Ruby Shadows (Born to Darkness #3)(125)
I think I may have gasped or cried out at that point—I don’t know. All I know is that something caused him to turn his attention to me. His face was beautiful and terrible—I felt like looking at it for too long might cause me to go blind and yet I couldn’t look away. I was caught—trapped in that impenetrable gaze.
For the first time I truly understood what Laish was—what I had allowed myself to care for. He wasn’t human, not in the least. But he wasn’t truly a demon either—or he hadn’t used to be.
He was a fallen angel.
Again I tried to look away and again I couldn’t. I had suspected something like this for a long time but to have it actually confirmed this way sent my mind reeling.
Holding my eyes with his flaming gaze, Laish reached over with one huge hand and casually pushed the door to the Abyss shut.
How? my mind gibbered. How did he do that? He said only someone with my soul signature could shut it. So how was he able? And what will he do now? Is he coming for me?
For the huge, black wings, as vast and broad as the wings on a commercial aircraft were beating slowly, stirring a hot wind from the pit that stank of sulfur and death. He was flying towards me.
“Laish?” I whispered, almost unable to get his name out. Was it really even his name? Was he called something else in this form—in his true form? Because this had to be his true form. Even in my dazed state, I could feel the realness coming from him—the authenticity.

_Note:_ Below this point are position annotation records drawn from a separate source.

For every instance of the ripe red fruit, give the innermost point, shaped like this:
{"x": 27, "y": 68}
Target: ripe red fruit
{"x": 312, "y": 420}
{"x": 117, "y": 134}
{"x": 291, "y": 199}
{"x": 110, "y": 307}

This huge, flaming, beautiful, powerful, frightening being was the real Laish. The person I had let myself care for—the one I had given myself to—was just a shell—a fa?ade he put on when it was convenient for him. This being who had been alive since the dawn of time—since the creation of the world—was the true form of what I had thought was the man I cared for.
“Laish?” I whispered again as he came towards me, flying over the vast, yawning gulf of the pit. I realized suddenly that I was standing on the very edge of the Abyss—somehow I had been drawn forward as I watched him and now my toes were almost at the lip of the dark hole. Sharp rocks cut into my bare feet but I barely felt them. I drew back quickly, getting a safe distance from the edge and noticed Kurex was beside me. The big horse was pawing the ground and snorting at the sight of Laish as he really was.
Had he seen this form in battle, as he had seen the dragon? As frightening as the dragon had been, this form was worse—a thousand times worse. The dragon was just huge and scaly and ugly and scary—this being was beautiful—beyond beautiful. Perfect and yet marred so deeply it made me ache to look at him. Suddenly I remembered Belial’s words—His true form is a perversion of what he once was. Was that why it was so hard to look at him like this and yet so impossible to look away?
He had been flying in perfect silence but now, for the first time, the being Laish had become spoke.
“Gwendolyn,” he said and his voice was like the pealing of a thousand dark bells. On his lips, my name sounded like a word of power—a word that could kill or destroy or maim anyone who heard it spoken aloud. It made me flinch back and clutch the silver handle of the thrak more tightly.
Laish had told me that black-bladed knife could kill any being in Hell. Did that include himself in this new, frightening form? If he came for me, could I use it to defend myself? Was he coming for me? How could I know the true intentions behind that beautiful, inscrutable face, those flaming eyes and vast, black wings? Plus, he was still holding the long, fiery sword in one huge fist. What did he intend to do with it? It had cut through the HellSpawn like a hot knife through butter—I couldn’t imagine it would encounter much more resistance if it was slicing into me.
“Gwendolyn,” he said again in that terrible, beautiful voice that made me feel like I was going crazy every time I heard it. “Please, don’t fear me.”
“Stay back.” I took a step away, holding up the thrak. “I don’t know you like this—I don’t know what you’re capable of and I don’t want to find out.”
“Surely you don’t think I would ever hurt you?”
“You already have,” I pointed out. “And that was when you looked like a regular person. I’m not likely to trust you more now that you’ve turned into this…this…whatever you are.”
The beautiful, terrible face looked sad.
“This is my true form—the one I feared to show you.”
“I can see why. The other form—the one I thought I knew—that isn’t you at all, is it? You were this all along—this…this being.”
“Gwendolyn,” he began but just then a huge, slimy black tentacle snaked up from the Abyss and wrapped itself tightly around my waist.
It came so quickly that I didn’t know what to think. One minute I was standing there talking to him, the next I was high in the air, waving over the bottomless void and screaming.
Laish swung into action at once. He gripped my waist, where the tentacle was wrapped around me, and cut it with one swift slice of his sword. Even with my robe and the writhing tentacle between his hand and my flesh, I could feel his heat radiating over me. His touch burned but not for long—he was already putting me back down on the ground and pushing me gently to safety.
But another tentacle came and then another and another—at least ten of them sliding out of the pit like blind snakes bent on one thing and one thing only—finding me.